I’m stealing a moment from my weekend to put up a few in progress images and a short intro to a collaborative project that I’m really excited about. Titled “Energy Pools,” this piece was first conceived in late 2019 with Nikki Stevens. Imagining and prototyping began in earnest in January of 2020 and included Dartmouth undergraduate Caroline Casey. Then, as with so much research and work in 2020…Covid-19 transformed everything. Caroline and I have just been able to return to the project this March (2021).
Energy Pools uses recycled or renewable textile strands to represent U.S. energy consumption in 2018 (1013 strands to represent the 101.3 Quadrillion BTUs of energy consumed). Embedded in the interior are an addition 400+ strands representing what we need to do to transform our energy supply to meet the IPCC goal of keeping anthropogenic global warming at +1.5 C by 2030. In a sense, the piece invites our audience to pull the future into the present by braiding out the energy sources that we need to downscale and replace with renewable energy sources.
Given Covid restrictions, we have had to use the last three weeks to bring what was supposed to be an on-site, interactive installation to a place where we could video document the project for sharing. On installation day, Caroline and I were joined by Rachel Florman and Colin Goodbread who helped us enact the collaborative and communal transformation of the piece.

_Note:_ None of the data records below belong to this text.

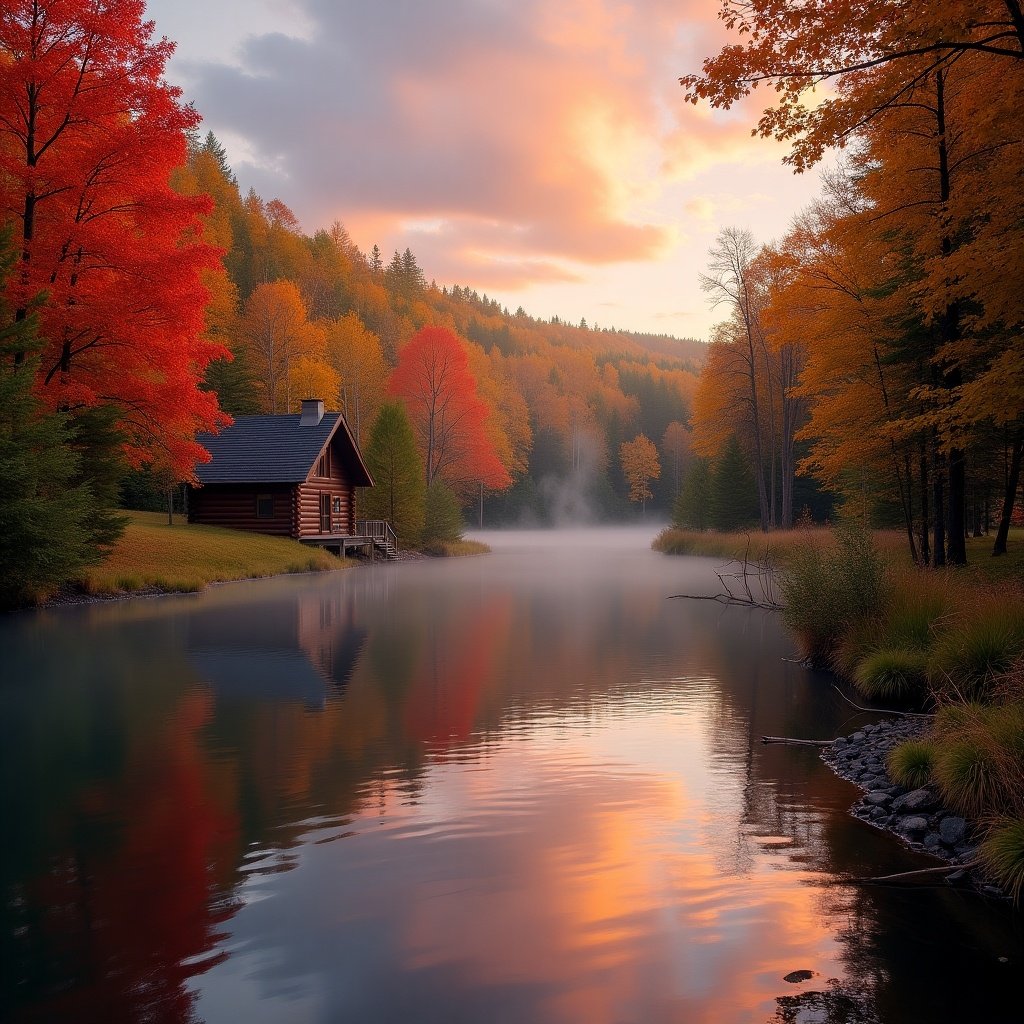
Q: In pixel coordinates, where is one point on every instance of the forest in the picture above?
(869, 359)
(878, 346)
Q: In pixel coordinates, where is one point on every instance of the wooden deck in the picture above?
(375, 538)
(340, 544)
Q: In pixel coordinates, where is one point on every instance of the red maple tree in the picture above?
(450, 419)
(89, 134)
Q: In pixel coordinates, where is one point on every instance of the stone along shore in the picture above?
(915, 815)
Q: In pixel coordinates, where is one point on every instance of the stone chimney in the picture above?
(312, 412)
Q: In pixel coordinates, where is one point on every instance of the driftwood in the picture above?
(880, 711)
(752, 586)
(790, 741)
(922, 872)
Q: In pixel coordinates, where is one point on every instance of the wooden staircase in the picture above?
(383, 537)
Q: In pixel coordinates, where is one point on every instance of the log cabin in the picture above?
(291, 475)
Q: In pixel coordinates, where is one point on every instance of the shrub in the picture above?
(828, 590)
(1001, 854)
(892, 674)
(443, 517)
(971, 657)
(967, 774)
(910, 764)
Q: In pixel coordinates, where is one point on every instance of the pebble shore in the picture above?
(915, 815)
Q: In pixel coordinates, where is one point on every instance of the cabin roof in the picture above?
(276, 450)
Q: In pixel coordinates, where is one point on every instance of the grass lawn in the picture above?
(183, 557)
(892, 544)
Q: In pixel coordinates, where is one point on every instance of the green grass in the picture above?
(910, 764)
(183, 558)
(456, 549)
(892, 674)
(980, 643)
(1001, 854)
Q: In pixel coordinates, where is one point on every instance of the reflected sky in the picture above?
(524, 786)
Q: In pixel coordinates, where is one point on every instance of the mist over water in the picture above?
(521, 786)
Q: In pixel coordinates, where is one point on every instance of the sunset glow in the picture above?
(540, 153)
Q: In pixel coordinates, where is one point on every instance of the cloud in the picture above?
(535, 133)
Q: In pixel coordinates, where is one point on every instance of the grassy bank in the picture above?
(152, 554)
(950, 641)
(455, 549)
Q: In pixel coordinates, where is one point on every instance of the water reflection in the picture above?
(517, 787)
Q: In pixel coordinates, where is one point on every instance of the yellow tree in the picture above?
(640, 466)
(357, 357)
(676, 445)
(275, 333)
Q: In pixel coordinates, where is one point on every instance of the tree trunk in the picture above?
(926, 550)
(1010, 496)
(939, 530)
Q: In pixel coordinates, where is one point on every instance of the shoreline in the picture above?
(71, 596)
(914, 816)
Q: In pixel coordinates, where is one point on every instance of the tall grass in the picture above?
(152, 554)
(826, 590)
(977, 649)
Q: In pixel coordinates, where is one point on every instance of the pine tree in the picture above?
(399, 491)
(51, 524)
(692, 507)
(443, 516)
(733, 491)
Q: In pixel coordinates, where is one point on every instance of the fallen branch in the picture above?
(880, 711)
(797, 742)
(736, 587)
(724, 599)
(940, 871)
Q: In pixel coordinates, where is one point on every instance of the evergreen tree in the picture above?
(692, 507)
(394, 464)
(51, 524)
(443, 516)
(733, 491)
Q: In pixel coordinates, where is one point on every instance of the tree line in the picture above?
(145, 299)
(878, 346)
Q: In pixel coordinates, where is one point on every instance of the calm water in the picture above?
(523, 787)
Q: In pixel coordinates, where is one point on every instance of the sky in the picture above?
(538, 151)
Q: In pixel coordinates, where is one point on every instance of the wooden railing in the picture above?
(380, 531)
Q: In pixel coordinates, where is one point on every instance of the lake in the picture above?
(526, 786)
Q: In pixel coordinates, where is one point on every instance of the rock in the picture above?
(794, 977)
(916, 800)
(952, 830)
(913, 823)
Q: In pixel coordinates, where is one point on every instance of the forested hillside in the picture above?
(313, 315)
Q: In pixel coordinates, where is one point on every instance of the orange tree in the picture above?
(434, 381)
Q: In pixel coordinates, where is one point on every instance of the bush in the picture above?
(892, 674)
(970, 658)
(1001, 854)
(828, 591)
(910, 764)
(442, 520)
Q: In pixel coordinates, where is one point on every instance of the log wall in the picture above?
(235, 506)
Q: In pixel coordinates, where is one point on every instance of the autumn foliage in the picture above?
(434, 381)
(89, 135)
(897, 295)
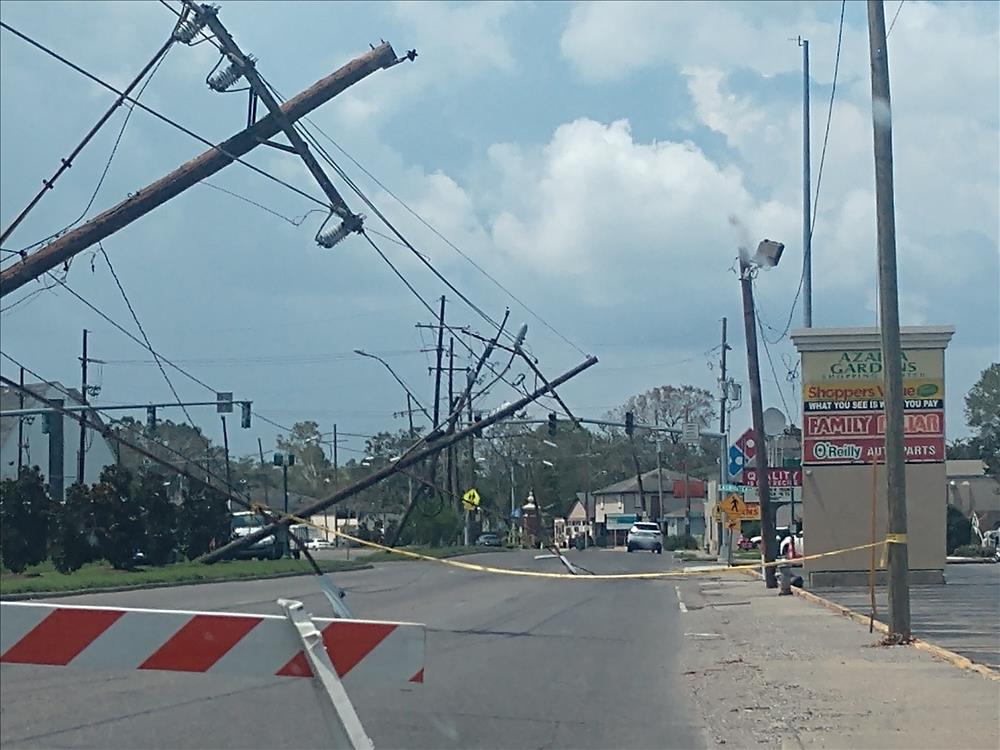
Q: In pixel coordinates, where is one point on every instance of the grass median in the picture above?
(44, 578)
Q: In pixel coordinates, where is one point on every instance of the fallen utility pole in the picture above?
(892, 356)
(350, 221)
(152, 196)
(768, 541)
(408, 459)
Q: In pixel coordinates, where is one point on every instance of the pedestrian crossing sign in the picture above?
(470, 500)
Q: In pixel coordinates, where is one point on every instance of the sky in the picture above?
(586, 157)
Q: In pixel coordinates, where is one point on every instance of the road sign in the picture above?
(228, 644)
(734, 505)
(736, 488)
(224, 401)
(470, 500)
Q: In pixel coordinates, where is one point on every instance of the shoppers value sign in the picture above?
(844, 411)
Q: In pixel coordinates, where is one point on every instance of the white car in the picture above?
(319, 544)
(645, 535)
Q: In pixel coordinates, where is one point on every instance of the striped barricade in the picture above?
(215, 643)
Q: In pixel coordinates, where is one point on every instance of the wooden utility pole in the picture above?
(892, 362)
(20, 425)
(757, 408)
(225, 446)
(81, 458)
(723, 383)
(263, 469)
(437, 371)
(407, 460)
(201, 167)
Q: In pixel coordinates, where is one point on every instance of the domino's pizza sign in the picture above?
(742, 451)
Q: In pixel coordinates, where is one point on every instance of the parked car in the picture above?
(489, 539)
(314, 544)
(645, 535)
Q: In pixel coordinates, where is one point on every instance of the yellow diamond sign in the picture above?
(470, 500)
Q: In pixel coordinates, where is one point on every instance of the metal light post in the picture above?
(284, 460)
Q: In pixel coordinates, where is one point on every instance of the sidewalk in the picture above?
(784, 672)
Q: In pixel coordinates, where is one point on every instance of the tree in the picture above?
(118, 517)
(204, 521)
(72, 536)
(982, 412)
(159, 516)
(24, 520)
(312, 472)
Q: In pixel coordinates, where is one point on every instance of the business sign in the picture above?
(618, 522)
(844, 409)
(864, 450)
(776, 477)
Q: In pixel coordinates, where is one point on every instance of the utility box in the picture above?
(843, 451)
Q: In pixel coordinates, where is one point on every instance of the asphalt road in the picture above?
(963, 615)
(510, 663)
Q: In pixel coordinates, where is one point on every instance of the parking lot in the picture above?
(963, 615)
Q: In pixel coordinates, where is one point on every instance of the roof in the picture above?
(650, 486)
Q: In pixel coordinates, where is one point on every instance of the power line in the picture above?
(145, 338)
(158, 115)
(111, 156)
(819, 176)
(894, 17)
(447, 241)
(128, 333)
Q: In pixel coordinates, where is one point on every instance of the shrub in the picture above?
(118, 517)
(159, 517)
(24, 520)
(72, 537)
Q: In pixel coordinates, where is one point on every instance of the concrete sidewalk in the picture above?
(784, 672)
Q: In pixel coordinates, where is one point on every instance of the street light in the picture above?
(362, 353)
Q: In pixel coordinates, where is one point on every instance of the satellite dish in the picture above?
(774, 422)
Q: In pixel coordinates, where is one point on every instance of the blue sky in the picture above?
(587, 156)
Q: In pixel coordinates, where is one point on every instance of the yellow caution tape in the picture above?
(569, 576)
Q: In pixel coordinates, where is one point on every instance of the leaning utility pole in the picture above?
(201, 167)
(892, 362)
(806, 190)
(57, 469)
(422, 450)
(437, 371)
(81, 458)
(757, 409)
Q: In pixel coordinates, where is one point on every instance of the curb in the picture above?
(30, 595)
(955, 659)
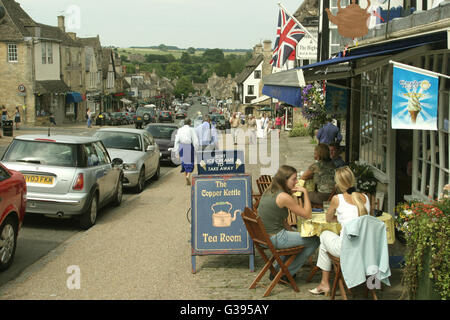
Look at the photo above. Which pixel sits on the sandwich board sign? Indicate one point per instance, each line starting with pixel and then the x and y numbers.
pixel 217 202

Info on the project as proposed is below the images and I’ll return to write more, but for now – enjoy a few images! Brinker Ferguson is helping us create a video of the work for sharing…so more soon!
From our initial pitch:
“Energy Pools” places viewers in space with a large embodied tactile, touchable demonstration of the current balance of energy sources in the United States in 2020, along with elements that allow viewers to explore the shifts that will need to be made for sustainable energy futures.
Our work is influenced by large-scale textile artists like Sheila Hicks and Andrea Browder. Their work force viewers to engage with questions of scale, security and sustainability as the pieces distort the scale of common objects and everyday life.

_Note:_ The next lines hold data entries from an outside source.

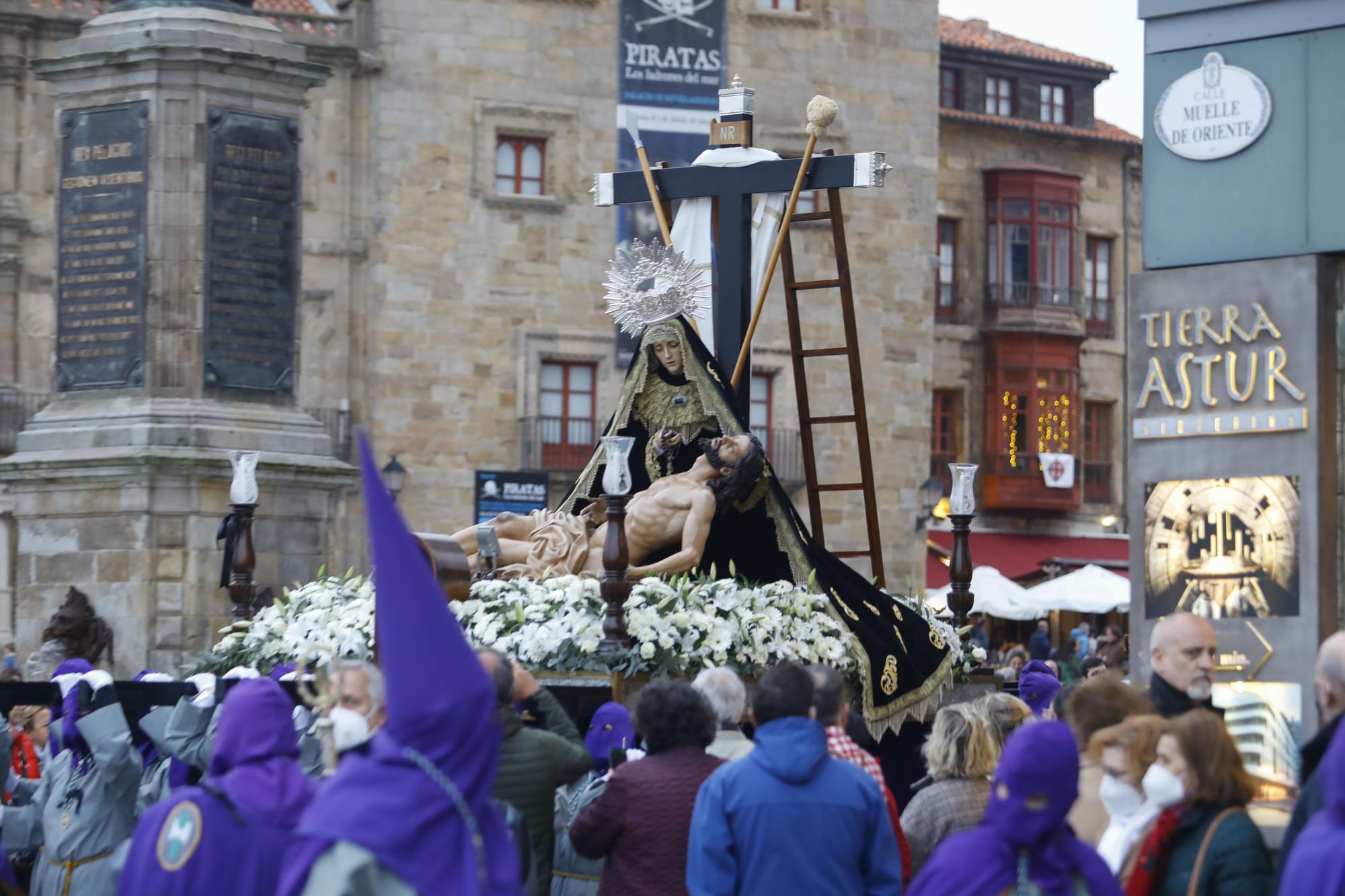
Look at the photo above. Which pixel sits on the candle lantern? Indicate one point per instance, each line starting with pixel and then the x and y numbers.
pixel 962 509
pixel 240 556
pixel 617 588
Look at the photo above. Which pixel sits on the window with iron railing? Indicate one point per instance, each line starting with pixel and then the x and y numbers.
pixel 1031 247
pixel 1055 104
pixel 1098 448
pixel 950 89
pixel 1000 97
pixel 1098 287
pixel 521 166
pixel 946 290
pixel 945 435
pixel 567 400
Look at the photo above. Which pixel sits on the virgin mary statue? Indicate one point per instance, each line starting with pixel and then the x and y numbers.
pixel 676 395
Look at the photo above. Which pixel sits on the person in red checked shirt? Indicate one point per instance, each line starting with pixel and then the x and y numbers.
pixel 832 708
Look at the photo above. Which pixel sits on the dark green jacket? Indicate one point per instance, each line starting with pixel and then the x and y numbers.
pixel 533 763
pixel 1237 862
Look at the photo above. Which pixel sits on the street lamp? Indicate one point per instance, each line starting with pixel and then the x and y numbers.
pixel 931 494
pixel 395 478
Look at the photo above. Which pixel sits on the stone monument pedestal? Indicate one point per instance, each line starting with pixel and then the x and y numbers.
pixel 177 283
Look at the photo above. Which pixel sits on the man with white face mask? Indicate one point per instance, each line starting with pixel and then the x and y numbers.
pixel 1183 651
pixel 361 709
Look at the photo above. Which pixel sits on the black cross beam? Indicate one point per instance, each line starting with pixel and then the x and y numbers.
pixel 734 190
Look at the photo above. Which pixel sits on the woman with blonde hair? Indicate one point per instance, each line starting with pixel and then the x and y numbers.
pixel 1125 752
pixel 1004 715
pixel 961 755
pixel 1203 840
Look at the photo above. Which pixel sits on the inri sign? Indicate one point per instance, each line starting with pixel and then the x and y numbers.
pixel 1213 112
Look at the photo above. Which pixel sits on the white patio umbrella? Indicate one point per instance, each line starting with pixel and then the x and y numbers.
pixel 1089 589
pixel 996 596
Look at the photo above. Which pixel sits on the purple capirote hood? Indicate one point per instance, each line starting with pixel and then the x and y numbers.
pixel 1039 760
pixel 1038 686
pixel 609 729
pixel 256 752
pixel 440 704
pixel 1317 862
pixel 255 724
pixel 69 709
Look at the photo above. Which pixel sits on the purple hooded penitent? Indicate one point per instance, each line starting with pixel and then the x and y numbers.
pixel 68 704
pixel 610 729
pixel 1039 762
pixel 236 825
pixel 440 706
pixel 1317 862
pixel 1038 686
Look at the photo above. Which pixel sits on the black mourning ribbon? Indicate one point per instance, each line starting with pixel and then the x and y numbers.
pixel 228 533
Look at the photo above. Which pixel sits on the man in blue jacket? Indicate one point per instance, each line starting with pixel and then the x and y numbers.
pixel 789 818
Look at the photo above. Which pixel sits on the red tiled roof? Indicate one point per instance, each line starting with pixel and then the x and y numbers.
pixel 974 36
pixel 1104 131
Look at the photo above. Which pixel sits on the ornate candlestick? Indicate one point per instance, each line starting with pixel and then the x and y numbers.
pixel 617 587
pixel 962 510
pixel 240 556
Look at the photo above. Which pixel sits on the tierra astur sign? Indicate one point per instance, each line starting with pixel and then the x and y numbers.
pixel 1214 112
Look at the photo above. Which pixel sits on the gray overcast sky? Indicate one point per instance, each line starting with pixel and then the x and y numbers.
pixel 1104 30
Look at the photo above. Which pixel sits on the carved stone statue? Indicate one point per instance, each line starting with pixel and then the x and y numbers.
pixel 676 510
pixel 75 631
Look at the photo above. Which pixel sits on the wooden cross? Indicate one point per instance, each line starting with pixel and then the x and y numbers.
pixel 732 190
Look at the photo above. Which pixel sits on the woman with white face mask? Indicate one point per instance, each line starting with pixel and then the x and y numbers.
pixel 1203 841
pixel 1125 752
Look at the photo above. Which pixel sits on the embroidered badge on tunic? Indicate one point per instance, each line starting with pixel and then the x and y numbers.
pixel 180 836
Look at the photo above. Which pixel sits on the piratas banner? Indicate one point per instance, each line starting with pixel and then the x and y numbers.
pixel 672 61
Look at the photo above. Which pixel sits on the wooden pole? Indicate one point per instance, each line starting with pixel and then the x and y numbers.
pixel 775 259
pixel 654 194
pixel 634 130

We are also inspired by interactive works like those done by Alexandra Kehayoglou. Kehayoglou takes discarded fabrics to make textile landscapes and encourages viewers to touch, step on, and change her work noting that the transformations make each piece “a register of lives lived” (source). We draw on the tactile nature of textiles, selecting materials that invite touching, pulling, “destroying”, and otherwise transforming our piece from something remote, to something immediate and experienced.
Finally, in talking about this work as “data visceralization” I’m drawing on the work of Kelly Dobson’s Data Visceralization group at RSID from 2012-onward and Luke Stark’s Atlantic piece in 2014. This work is also informed by work that Jessica Rajko and I did as part of the Vibrant Lives collaboration, in particular our Living Net piece.